Si se me ocurren más, volveré.


----------



## gotitadeleche

LV4-26 said:
			
		

> Which one is the busiest in English ? a beaver or a bee ?
> eg "_a busy bee"_
> In French I bet we've got something with bees too. But we also have :
> _un travail de_ _fourmi_ (an ant's work ?)"un travail de fourmi" is long and tedious and demands obstinacy. Whereas we associate bees with rather quick and efficient work.




Good question. We also have one that goes "as busy as a one-armed (wall)paper hanger".


----------



## Eustache

acá estan las que se usan en Costa Rica

Más largo que miada en avioneta
Más lengo que la quijada de arriba
Más agarrado (avaro) que mono en un ventolero
Más papista que el Papa
Con más paja (hablada) que un político
Con más miedo que burro en lancha

Saludiviris Art!


----------



## lainyn

Hehe, are there any metaphorical comparisons in English that don't use "like" or "as". Shouldn't we be calling these similelical? .


----------



## Helicopta

Some more...
Knee high to a grasshoper = small/young child
Mad as a fish = crazy
Mad as a box of frogs = crazy
Like a fish out of water = uncomfortable/totally out of place
Like a dog with a bone = enthusiastic/excited
Like the cat that got the cream = smug

And some more vulgar ones... You have been warned!
Face like a smacked arse = red faced/angry
Like a dog with two dicks (in a street full of lamp posts) = over excited
Cold as a witch's tit = very cold
Like shit to a blanket = won't come unstuck
Like a one legged man in an arse kicking contest = useless
Like a pig in shit = very happy
Like flies around shit = people around someone or something popular
Hung like a donkey = well endowed
Bangs like a shithouse door in the wind = has sex enthusiastically
Built like a brick shithouse = very big (muscular) person
Like a baby's arm = large penis


----------



## garryknight

As cold as ice (there was a song with this as the title)
As plain as a pikestaff (don't ask)
As red as a beetroot (when embarrassed)
As ugly as a bag of spanners (even worse if you use ugly spanners)


----------



## LV4-26

garryknight said:
			
		

> As cold as ice (there was a song with this as the title)

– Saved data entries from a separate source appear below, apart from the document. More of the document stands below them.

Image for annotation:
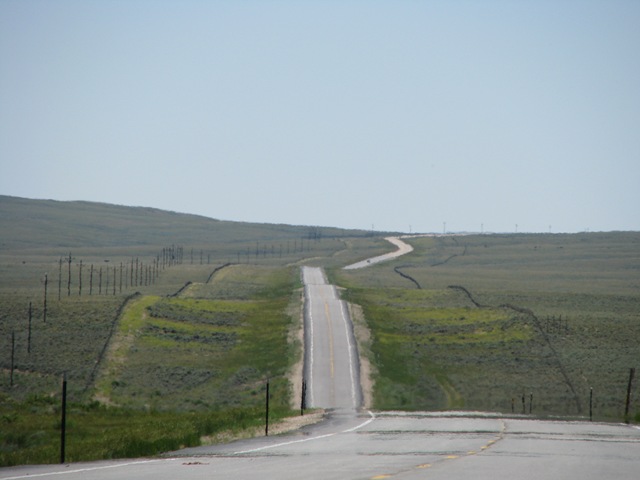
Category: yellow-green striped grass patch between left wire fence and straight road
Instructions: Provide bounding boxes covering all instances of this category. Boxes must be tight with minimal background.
[92,266,299,410]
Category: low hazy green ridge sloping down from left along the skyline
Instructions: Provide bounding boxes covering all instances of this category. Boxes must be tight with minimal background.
[0,195,370,250]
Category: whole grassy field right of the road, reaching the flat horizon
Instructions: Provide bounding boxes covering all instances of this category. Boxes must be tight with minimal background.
[332,233,640,420]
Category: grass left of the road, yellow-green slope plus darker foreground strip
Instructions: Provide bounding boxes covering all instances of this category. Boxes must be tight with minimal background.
[0,265,300,465]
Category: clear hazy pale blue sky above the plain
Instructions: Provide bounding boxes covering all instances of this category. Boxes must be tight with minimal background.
[0,0,640,232]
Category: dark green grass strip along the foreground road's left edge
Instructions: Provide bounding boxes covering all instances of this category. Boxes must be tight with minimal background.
[0,397,290,466]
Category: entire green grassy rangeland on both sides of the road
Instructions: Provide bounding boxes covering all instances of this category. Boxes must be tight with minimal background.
[0,196,640,465]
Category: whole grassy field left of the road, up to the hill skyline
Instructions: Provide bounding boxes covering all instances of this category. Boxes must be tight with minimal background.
[0,196,387,465]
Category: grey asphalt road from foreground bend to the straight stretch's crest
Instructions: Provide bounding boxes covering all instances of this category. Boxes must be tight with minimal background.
[0,268,640,480]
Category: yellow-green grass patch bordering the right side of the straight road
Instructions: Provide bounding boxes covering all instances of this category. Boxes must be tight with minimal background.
[350,289,540,410]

I don't know of any song with this title but I do know a song with this in the course of the song :

_My baby says she's trav'ling on the one after 909_
_I said move over honey I'm travelling on that line_
_I said move over once, move over twice_
_Come on baby don't be cold as ice._

rouge comme une tomate
rouge comme une pivoine (as red as a peony)
laid comme les sept péchés capitaux (as ugly as the seven capital sins)


----------



## Artrella

LV4-26 said:
			
		

> rouge comme une tomate




Oh! We say the same here "rojo/a como un tomate" (=embarrassed)

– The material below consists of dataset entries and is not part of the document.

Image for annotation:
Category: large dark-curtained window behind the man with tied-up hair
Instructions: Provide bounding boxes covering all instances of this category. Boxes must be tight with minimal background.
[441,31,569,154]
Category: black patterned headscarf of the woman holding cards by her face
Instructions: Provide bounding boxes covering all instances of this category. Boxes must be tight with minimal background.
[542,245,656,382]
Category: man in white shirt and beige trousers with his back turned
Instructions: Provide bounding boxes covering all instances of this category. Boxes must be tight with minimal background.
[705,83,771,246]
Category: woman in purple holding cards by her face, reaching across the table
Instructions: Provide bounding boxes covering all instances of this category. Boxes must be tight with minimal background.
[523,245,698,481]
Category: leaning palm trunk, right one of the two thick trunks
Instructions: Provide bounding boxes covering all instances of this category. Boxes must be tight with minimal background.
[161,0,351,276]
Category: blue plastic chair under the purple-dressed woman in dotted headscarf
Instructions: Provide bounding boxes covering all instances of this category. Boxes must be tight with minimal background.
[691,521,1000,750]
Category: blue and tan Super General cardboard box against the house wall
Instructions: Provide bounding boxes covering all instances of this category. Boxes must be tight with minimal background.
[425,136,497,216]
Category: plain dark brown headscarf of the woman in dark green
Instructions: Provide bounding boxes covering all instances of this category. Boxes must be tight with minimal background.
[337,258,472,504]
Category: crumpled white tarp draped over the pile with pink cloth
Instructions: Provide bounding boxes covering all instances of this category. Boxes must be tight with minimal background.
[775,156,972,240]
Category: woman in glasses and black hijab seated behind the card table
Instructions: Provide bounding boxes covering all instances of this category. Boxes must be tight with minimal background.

"roja como un camarón" (red as a shrimp) = sunburnt

"más aburrido que chupar un clavo" (a crashing bore >> literally: "more boring than to suck a nail" (??)

"Pesado como collar de melones" (heavy as a melons necklace )

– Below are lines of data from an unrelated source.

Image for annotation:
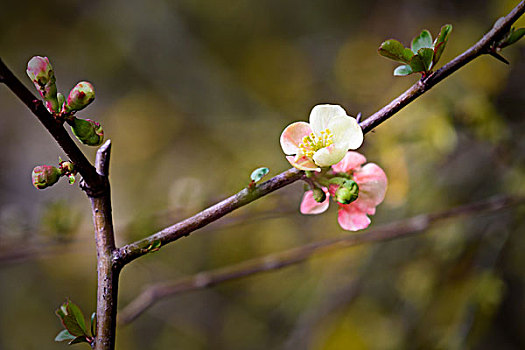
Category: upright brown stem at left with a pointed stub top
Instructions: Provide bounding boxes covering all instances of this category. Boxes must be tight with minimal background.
[90,140,120,350]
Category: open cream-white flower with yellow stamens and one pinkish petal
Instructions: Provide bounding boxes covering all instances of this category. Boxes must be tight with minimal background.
[281,104,363,171]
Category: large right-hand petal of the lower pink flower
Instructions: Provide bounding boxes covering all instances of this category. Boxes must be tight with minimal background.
[353,163,388,215]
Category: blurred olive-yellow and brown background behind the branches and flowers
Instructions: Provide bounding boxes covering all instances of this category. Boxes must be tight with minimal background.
[0,0,525,350]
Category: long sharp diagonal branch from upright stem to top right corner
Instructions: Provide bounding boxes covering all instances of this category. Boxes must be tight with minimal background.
[116,1,525,265]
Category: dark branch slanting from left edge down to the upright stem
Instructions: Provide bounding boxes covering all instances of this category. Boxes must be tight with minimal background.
[0,58,104,192]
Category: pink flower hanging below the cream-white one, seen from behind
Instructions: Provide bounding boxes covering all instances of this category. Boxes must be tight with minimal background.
[300,151,387,231]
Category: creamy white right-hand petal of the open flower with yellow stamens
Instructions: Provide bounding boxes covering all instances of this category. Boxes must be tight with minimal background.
[328,114,364,150]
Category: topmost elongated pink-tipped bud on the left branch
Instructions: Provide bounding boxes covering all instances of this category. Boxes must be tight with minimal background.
[26,56,59,113]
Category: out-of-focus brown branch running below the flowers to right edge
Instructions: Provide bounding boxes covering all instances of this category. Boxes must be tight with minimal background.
[119,196,525,324]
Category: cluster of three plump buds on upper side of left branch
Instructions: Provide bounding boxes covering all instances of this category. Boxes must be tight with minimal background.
[27,56,104,146]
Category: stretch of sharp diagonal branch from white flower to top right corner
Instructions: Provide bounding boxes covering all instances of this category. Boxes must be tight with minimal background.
[360,1,525,132]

"Transpirado como testigo falso". (sweated like a fake witness)

"Más aburrido que bailar con la hermana".(more boring than to dance with your sister)


----------



## garryknight

Artrella said:
			
		

> "more boring than to suck a nail" (??)


We'd say "As boring as watching paint dry".


----------



## lainyn

Or as I've more often heard, "*As exciting as *watching paint dry" (with dollops of sarcasm, of course)


----------



## Artrella

*Frog strangler *  - Raining really hard.


This is from a Texas friend of mine... It is not a comparison exactly but it is really strange for me!!


----------



## germinal

Artrella said:
			
		

> Wow Garry...THAT_ IS_ BORING!!!


 


Artrella,    ¿No hay una expresión español: 'es como oyendo llover' no exactamente por expresar aburrimiento pero algo parecida?

Además, creo que puedo equivocarme con frequencia en gramática y ortografía Y quiero ayuda, si puedes de vez en quando.

Saludos,   Germinal


----------



## beatrizg

Arti, yo tengo muy mala memoria para estos dichos.
Solo recuerdo tres que se usan con frecuencia en mi tierra. 
Ahi van, por si de algo sirven:

mas canson que una aplanadora de pedal.
mas feliz que marrano estrenando lazo.
mas veloz que pedo de bruja.


----------



## Artrella

germinal said:
			
		

> Artrella,    ¿No hay una expresión* en * español: 'es como oyendo llover' no exactamente por *para  * expresar aburrimiento pero algo parecid*o* ?
> 
> Además, creo que puedo equivocarme con freq* c  * uencia en gramática y ortografía .  Y quiero ayuda, si puedes de vez en q*c*uando.
> 
> Saludos,   Germinal




Hola Germinal, no conozco esa frase... puede ser que haya alguna que se le parezca, pero no puedo pensar en alguna ahora...

Cuando necesites ayuda... acá estoy!! Si puedo...cómo no!  

Te hice unas correcciones en tu texto, espero que te ayuden.

Saludos!!


----------



## ixoxe

Falso como beso de suegra.


----------